Does Your Conduct Contradict or Confirm Your Faith in God?


Does Your Conduct Contradict or Confirm Your Faith in God?

“…Not pilfering, but showing all good faith, so that in everything they may adorn the doctrine of God our Savior.” (Titus 2:10)

Christianity is not a list of dos and don’ts or an intellectual belief in the tenets of the Christian faith.

True faith is having a personal relationship with God through the person of Jesus Christ. We have been born again to a living hope, a relationship with the risen Savior who lives in and through the life of each believer.

That being the case, Scripture exhorts us to be good examples of the relationship we proclaim:

Let your manner of life be worthy of the gospel of Christ, so that whether I come and see you or am absent, I may hear of you that you are standing firm in one spirit, with one mind striving side by side for the faith of the gospel…” (Philippians 1:27)

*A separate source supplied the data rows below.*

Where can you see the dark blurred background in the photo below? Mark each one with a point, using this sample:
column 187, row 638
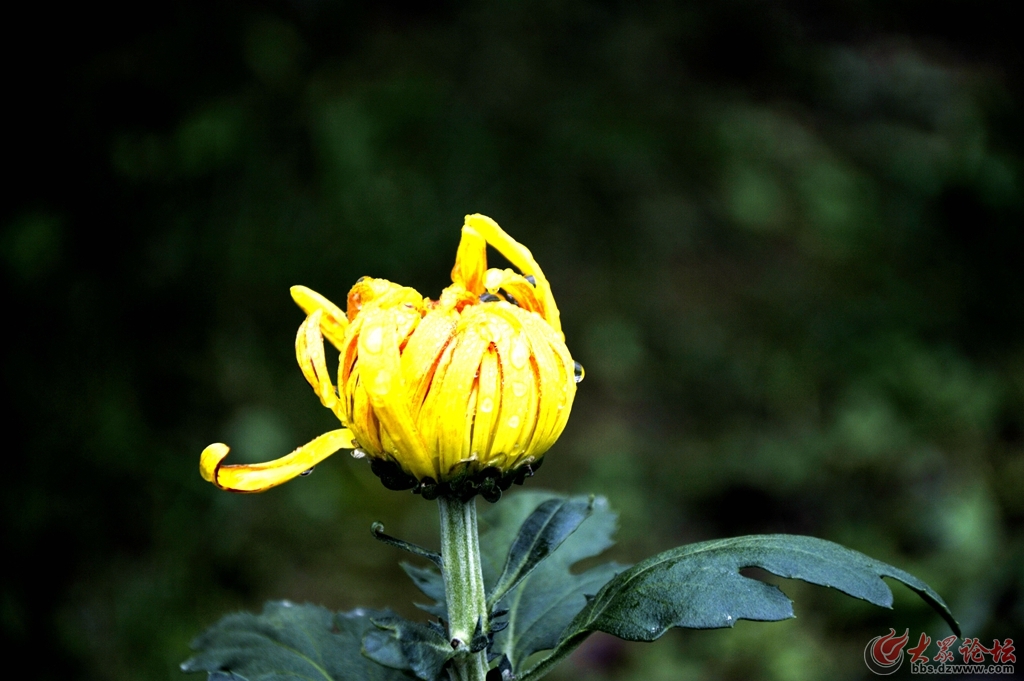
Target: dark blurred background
column 785, row 239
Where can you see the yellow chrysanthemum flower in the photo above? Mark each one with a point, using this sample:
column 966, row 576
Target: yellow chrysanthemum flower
column 460, row 395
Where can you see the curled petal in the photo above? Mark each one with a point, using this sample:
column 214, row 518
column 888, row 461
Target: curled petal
column 519, row 256
column 333, row 321
column 470, row 260
column 259, row 477
column 309, row 353
column 515, row 286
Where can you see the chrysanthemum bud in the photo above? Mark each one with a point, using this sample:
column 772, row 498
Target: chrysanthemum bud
column 459, row 395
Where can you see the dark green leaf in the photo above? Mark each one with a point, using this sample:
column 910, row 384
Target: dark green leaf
column 699, row 587
column 500, row 525
column 542, row 605
column 543, row 531
column 407, row 645
column 289, row 642
column 430, row 582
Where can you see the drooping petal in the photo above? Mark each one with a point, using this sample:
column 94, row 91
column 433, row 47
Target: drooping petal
column 333, row 322
column 309, row 353
column 519, row 256
column 259, row 477
column 380, row 372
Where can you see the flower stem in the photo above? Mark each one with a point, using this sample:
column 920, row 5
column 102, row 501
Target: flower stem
column 463, row 586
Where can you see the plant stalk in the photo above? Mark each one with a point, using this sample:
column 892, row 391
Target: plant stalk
column 467, row 603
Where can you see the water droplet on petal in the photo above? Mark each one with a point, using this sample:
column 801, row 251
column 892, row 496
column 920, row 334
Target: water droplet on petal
column 578, row 372
column 374, row 339
column 520, row 353
column 382, row 383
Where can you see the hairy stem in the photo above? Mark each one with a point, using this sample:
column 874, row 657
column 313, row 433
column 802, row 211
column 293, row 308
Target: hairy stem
column 463, row 586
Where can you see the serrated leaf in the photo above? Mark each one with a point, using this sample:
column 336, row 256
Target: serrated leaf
column 430, row 582
column 543, row 531
column 542, row 605
column 699, row 587
column 289, row 642
column 407, row 645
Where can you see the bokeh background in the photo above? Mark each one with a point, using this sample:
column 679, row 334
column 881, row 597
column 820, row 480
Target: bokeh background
column 785, row 238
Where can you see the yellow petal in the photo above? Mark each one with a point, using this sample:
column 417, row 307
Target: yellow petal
column 309, row 353
column 487, row 409
column 470, row 260
column 514, row 285
column 519, row 256
column 423, row 351
column 333, row 322
column 259, row 477
column 455, row 418
column 380, row 373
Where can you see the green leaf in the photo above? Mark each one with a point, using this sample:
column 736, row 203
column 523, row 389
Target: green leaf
column 546, row 601
column 289, row 642
column 699, row 587
column 430, row 582
column 544, row 530
column 408, row 645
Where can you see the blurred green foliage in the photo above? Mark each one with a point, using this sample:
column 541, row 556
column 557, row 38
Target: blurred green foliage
column 785, row 239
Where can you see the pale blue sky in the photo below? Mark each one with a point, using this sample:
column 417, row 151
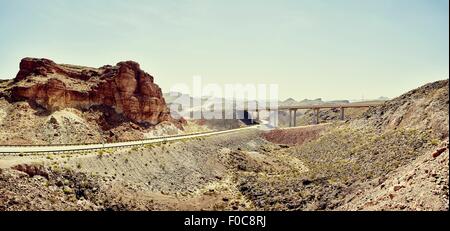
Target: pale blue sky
column 334, row 49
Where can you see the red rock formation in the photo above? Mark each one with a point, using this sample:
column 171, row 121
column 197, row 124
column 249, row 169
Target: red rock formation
column 124, row 87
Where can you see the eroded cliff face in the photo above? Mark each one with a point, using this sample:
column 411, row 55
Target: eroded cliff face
column 124, row 87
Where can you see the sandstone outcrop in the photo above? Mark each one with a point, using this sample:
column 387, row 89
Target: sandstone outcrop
column 124, row 87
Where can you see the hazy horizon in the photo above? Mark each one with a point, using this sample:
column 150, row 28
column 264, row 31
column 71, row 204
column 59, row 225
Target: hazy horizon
column 335, row 49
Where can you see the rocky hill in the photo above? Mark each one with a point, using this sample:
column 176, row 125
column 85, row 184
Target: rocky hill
column 59, row 102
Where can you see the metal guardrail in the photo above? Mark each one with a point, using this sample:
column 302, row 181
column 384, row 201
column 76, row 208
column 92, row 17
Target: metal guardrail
column 112, row 142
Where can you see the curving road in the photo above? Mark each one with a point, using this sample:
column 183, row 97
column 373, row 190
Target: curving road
column 77, row 148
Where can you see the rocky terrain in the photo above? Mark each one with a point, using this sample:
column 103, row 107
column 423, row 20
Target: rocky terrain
column 373, row 162
column 59, row 103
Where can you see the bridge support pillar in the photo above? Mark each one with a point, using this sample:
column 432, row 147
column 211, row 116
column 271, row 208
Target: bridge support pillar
column 317, row 116
column 290, row 118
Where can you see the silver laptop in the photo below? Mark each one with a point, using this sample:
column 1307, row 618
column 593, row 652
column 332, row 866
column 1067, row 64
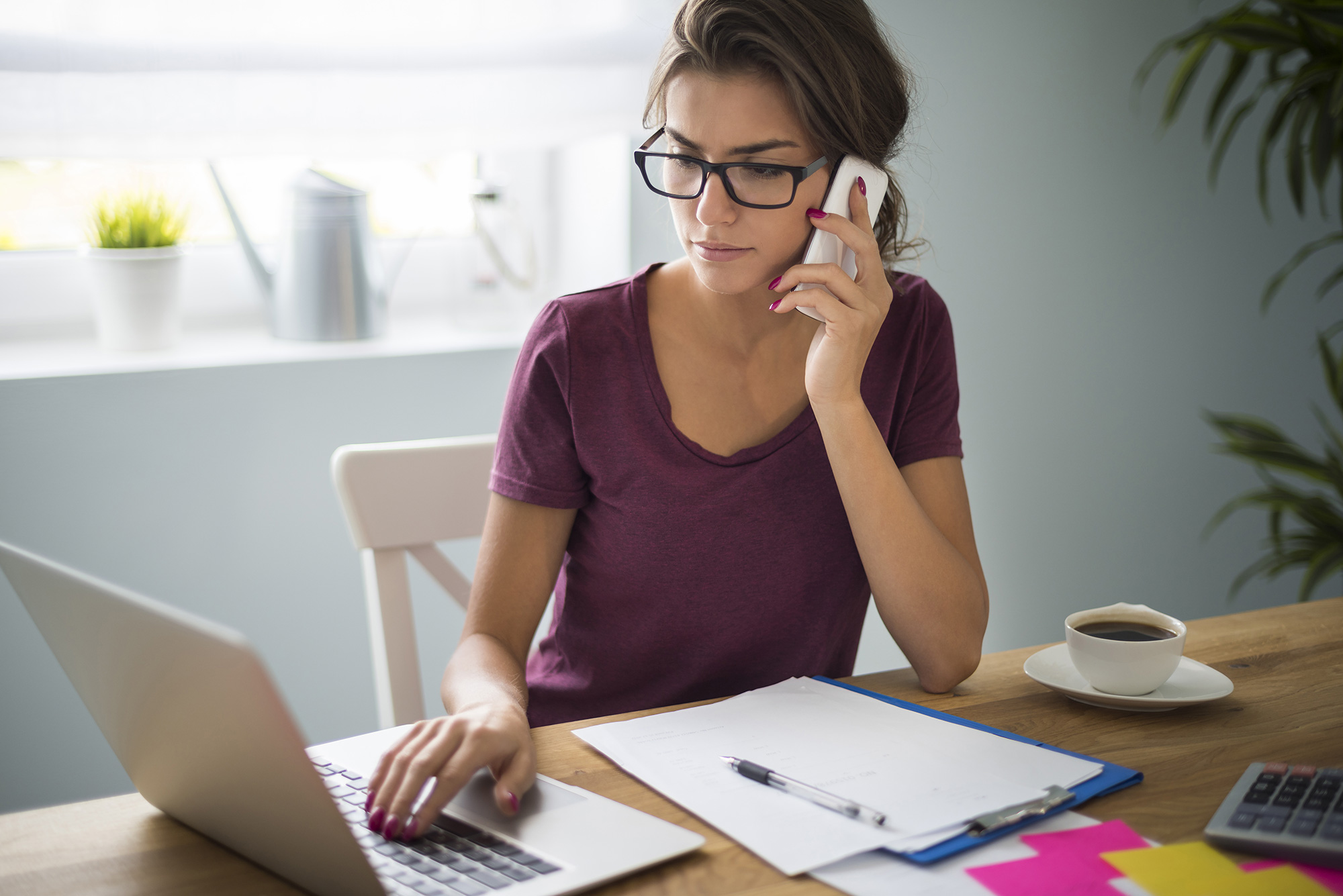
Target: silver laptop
column 201, row 729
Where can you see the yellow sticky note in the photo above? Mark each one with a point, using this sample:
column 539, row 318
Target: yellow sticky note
column 1184, row 870
column 1283, row 881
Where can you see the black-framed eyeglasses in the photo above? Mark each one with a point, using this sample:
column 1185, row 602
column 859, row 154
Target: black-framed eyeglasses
column 751, row 184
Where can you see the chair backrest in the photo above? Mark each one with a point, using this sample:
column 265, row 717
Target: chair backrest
column 402, row 497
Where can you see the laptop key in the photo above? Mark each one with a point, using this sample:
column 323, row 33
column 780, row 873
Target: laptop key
column 457, row 827
column 488, row 878
column 518, row 873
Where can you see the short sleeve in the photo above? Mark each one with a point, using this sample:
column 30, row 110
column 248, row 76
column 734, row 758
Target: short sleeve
column 535, row 459
column 931, row 427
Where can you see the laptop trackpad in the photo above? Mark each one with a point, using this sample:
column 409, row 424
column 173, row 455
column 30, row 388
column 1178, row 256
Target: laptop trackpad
column 477, row 799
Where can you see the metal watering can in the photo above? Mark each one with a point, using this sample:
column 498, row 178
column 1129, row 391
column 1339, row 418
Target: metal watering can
column 330, row 282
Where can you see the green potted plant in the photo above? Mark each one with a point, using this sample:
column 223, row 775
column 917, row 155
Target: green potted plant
column 135, row 266
column 1286, row 56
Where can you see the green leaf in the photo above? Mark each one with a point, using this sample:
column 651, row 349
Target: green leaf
column 1236, row 68
column 1275, row 282
column 1322, row 145
column 1321, row 568
column 1184, row 78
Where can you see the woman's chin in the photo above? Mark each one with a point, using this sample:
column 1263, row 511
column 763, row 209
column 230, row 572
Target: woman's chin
column 730, row 278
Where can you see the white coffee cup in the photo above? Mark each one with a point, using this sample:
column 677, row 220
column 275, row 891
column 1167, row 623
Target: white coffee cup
column 1129, row 668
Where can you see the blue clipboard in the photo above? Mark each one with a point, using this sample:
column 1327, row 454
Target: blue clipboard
column 1109, row 781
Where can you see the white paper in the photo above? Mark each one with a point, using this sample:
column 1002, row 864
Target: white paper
column 929, row 776
column 883, row 874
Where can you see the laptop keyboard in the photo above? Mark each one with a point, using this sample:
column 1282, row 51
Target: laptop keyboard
column 451, row 859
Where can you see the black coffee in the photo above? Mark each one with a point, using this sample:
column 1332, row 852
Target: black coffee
column 1126, row 631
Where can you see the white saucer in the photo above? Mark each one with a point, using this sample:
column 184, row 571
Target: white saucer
column 1192, row 683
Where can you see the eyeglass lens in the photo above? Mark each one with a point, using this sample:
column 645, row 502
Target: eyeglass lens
column 751, row 183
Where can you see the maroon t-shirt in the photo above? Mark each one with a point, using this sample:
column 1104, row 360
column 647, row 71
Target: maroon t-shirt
column 688, row 575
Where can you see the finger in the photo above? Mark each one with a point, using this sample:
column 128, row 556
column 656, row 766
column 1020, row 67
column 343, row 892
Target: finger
column 823, row 301
column 455, row 775
column 413, row 770
column 385, row 764
column 860, row 239
column 828, row 275
column 514, row 780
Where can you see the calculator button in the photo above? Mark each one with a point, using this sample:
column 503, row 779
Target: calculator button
column 1272, row 824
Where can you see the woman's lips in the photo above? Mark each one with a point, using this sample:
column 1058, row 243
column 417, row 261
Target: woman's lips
column 719, row 251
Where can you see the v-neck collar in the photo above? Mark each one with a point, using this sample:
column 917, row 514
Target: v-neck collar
column 640, row 309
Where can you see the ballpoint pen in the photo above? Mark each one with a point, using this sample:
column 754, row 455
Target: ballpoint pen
column 828, row 800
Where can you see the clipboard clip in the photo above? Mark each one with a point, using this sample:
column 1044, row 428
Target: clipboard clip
column 992, row 822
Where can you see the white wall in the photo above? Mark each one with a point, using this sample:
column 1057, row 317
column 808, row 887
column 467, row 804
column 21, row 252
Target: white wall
column 1102, row 298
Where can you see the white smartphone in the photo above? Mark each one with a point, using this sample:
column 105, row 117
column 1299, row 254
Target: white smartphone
column 823, row 247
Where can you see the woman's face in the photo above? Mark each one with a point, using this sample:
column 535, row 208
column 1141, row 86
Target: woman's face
column 746, row 118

If we are to be effective representatives of Christianity, our conduct cannot contradict what we say we believe in.

We live in a difficult environment, and it is critical to work at staying away from every form of evil. In fact, we are told to live “blameless and pure, children of God without fault in a warped and crooked generation. Then you will shine among them like stars in the sky.” (Philippians 2:15)

But, everyone else is doing it, so it must be okay. Right?

Wrong. God’s view is usually the direct opposite of what the world says is okay. Our goal is to please and delight an audience of One. That audience is God himself. The world’s opinion does not count.

Here are two excellent Bible verses to help us remember how different God’s wisdom and the wisdom of the world are:

Where is the wise person? Where is the teacher of the law? Where is the philosopher of this age? Has not God made foolish the wisdom of the world?” (1 Corinthians 1:20)

For the wisdom of this world is foolishness in God’s sight. As it is written: “He catches the wise in their craftiness…” (1 Corinthians 3:19)

The more we read the Word of God, the more we realize the truth of these statements. As we allow the transforming work of the Word to fill our spirit, we become people who “adorn the doctrine of God.”

Today, ask yourself:

Am I good advertisement for the kingdom of God by the way I act, talk, and treat others?